O fenômeno climático El Niño já está em desenvolvimento e deve ganhar força nos próximos meses, especialmente no fim do ano, segundo informou a Administração Nacional Oceânica e Atmosférica dos Estados Unidos (NOAA). A confirmação reforça alertas de organismos internacionais sobre o potencial aumento de eventos climáticos extremos em diversas regiões do planeta.
A avaliação ocorre após a diretora da Organização Meteorológica Mundial (OMM), Celeste Saulo, afirmar que o mundo precisa se preparar para impactos associados ao fenômeno, incluindo períodos de seca, chuvas intensas e maior risco de ondas de calor tanto em áreas continentais quanto nos oceanos.
O El Niño é um fenômeno climático natural caracterizado pelo aquecimento das águas superficiais do Oceano Pacífico equatorial central e oriental. Esse aquecimento provoca alterações nos padrões atmosféricos globais, influenciando ventos, pressão atmosférica e regimes de chuva em diferentes partes do mundo. O fenômeno costuma ocorrer em intervalos de dois a sete anos e geralmente permanece ativo por períodos entre nove e doze meses.
De acordo com a OMM, mesmo episódios classificados como moderados aumentam a probabilidade de ocorrência de eventos climáticos extremos. A organização destaca que o último El Niño contribuiu para que 2023 fosse o segundo ano mais quente já registrado e para que 2024 alcançasse a maior temperatura média global da história, cerca de 1,55°C acima dos níveis pré-industriais observados entre 1850 e 1900.

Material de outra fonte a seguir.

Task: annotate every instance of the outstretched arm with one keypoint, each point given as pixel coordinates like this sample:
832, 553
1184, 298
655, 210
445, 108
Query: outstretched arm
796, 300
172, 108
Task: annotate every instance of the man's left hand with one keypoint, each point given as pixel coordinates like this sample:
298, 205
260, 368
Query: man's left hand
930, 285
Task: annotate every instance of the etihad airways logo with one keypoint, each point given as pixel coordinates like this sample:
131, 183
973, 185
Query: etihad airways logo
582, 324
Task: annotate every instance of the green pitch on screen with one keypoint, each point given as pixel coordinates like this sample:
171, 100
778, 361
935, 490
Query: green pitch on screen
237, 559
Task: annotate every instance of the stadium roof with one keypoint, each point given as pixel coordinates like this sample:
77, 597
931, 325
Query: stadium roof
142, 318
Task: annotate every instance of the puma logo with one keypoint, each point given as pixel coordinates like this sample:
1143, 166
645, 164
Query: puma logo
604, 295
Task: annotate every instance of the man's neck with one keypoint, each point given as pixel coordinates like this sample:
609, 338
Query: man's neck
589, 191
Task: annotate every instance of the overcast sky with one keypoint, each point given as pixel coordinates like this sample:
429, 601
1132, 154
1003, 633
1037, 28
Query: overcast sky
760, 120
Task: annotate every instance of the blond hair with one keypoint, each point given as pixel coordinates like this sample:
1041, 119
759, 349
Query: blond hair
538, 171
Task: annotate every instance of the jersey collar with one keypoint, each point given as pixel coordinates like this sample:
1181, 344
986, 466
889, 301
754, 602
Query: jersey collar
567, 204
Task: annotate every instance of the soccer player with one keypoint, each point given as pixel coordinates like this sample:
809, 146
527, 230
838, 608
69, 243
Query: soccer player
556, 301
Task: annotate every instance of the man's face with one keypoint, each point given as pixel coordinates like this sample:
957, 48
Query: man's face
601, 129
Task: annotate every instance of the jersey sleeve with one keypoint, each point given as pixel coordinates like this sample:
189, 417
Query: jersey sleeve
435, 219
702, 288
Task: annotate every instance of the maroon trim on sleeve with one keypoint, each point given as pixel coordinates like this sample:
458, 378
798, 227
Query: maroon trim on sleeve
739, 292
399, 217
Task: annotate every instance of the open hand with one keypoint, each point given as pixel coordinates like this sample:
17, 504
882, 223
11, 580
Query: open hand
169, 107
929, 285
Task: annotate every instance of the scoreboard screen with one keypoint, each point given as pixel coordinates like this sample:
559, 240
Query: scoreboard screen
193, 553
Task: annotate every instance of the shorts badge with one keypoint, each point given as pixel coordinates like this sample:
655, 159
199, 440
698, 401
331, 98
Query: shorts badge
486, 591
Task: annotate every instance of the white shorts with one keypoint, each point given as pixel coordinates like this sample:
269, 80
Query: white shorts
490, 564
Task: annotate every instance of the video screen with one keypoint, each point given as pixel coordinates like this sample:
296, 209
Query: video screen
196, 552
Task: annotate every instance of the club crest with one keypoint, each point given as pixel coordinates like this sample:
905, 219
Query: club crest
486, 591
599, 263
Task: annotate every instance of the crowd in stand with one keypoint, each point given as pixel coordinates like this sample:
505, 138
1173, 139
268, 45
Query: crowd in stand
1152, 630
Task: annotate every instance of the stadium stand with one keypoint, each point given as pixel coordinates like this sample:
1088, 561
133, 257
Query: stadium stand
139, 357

Dados recentes apontam que, entre o final de abril e meados de maio, as temperaturas da superfície do mar no Pacífico Equatorial centro-oriental se aproximaram dos níveis utilizados como referência para caracterizar o fenômeno. Além disso, temperaturas subsuperficiais registraram valores superiores a 6°C acima da média histórica. O Índice de Oscilação Sul, indicador atmosférico associado ao El Niño, também apresenta sinais compatíveis com seu desenvolvimento.
Embora a OMM afirme não haver evidências de que as mudanças climáticas aumentem diretamente a frequência ou a intensidade dos episódios de El Niño, a organização alerta que o aquecimento global pode ampliar seus efeitos. Oceanos e atmosfera mais quentes favorecem a disponibilidade de energia e umidade, potencializando eventos extremos como chuvas intensas e ondas de calor.
Para os próximos meses, a previsão é de temperaturas acima da média em grande parte do planeta. Entre junho e agosto, a OMM projeta predominância quase universal de temperaturas superiores ao normal, cenário que pode agravar riscos climáticos e acelerar o surgimento de condições de seca em regiões onde as chuvas tendem a diminuir.
As projeções também indicam possíveis impactos regionais importantes. No norte do Chifre da África, a expectativa é de chuvas abaixo da média durante a principal estação chuvosa. No sul da Ásia, os modelos apontam para uma temporada de monções mais fraca do que o habitual. Já a América Central pode enfrentar um período mais quente e seco durante o verão.
Outro efeito esperado está relacionado à atividade de furacões. Durante o verão do hemisfério norte, as águas mais quentes associadas ao El Niño podem favorecer a formação de tempestades no Pacífico central e oriental, ao mesmo tempo em que dificultam o desenvolvimento desses sistemas no Oceano Atlântico.
Diante desse cenário, a OMM reforça a importância da preparação antecipada, especialmente em setores diretamente dependentes das condições climáticas, como agricultura, recursos hídricos, energia e saúde. A entidade também defende a ampliação dos sistemas de alerta precoce e ações voltadas à redução dos impactos das mudanças climáticas sobre as populações mais vulneráveis.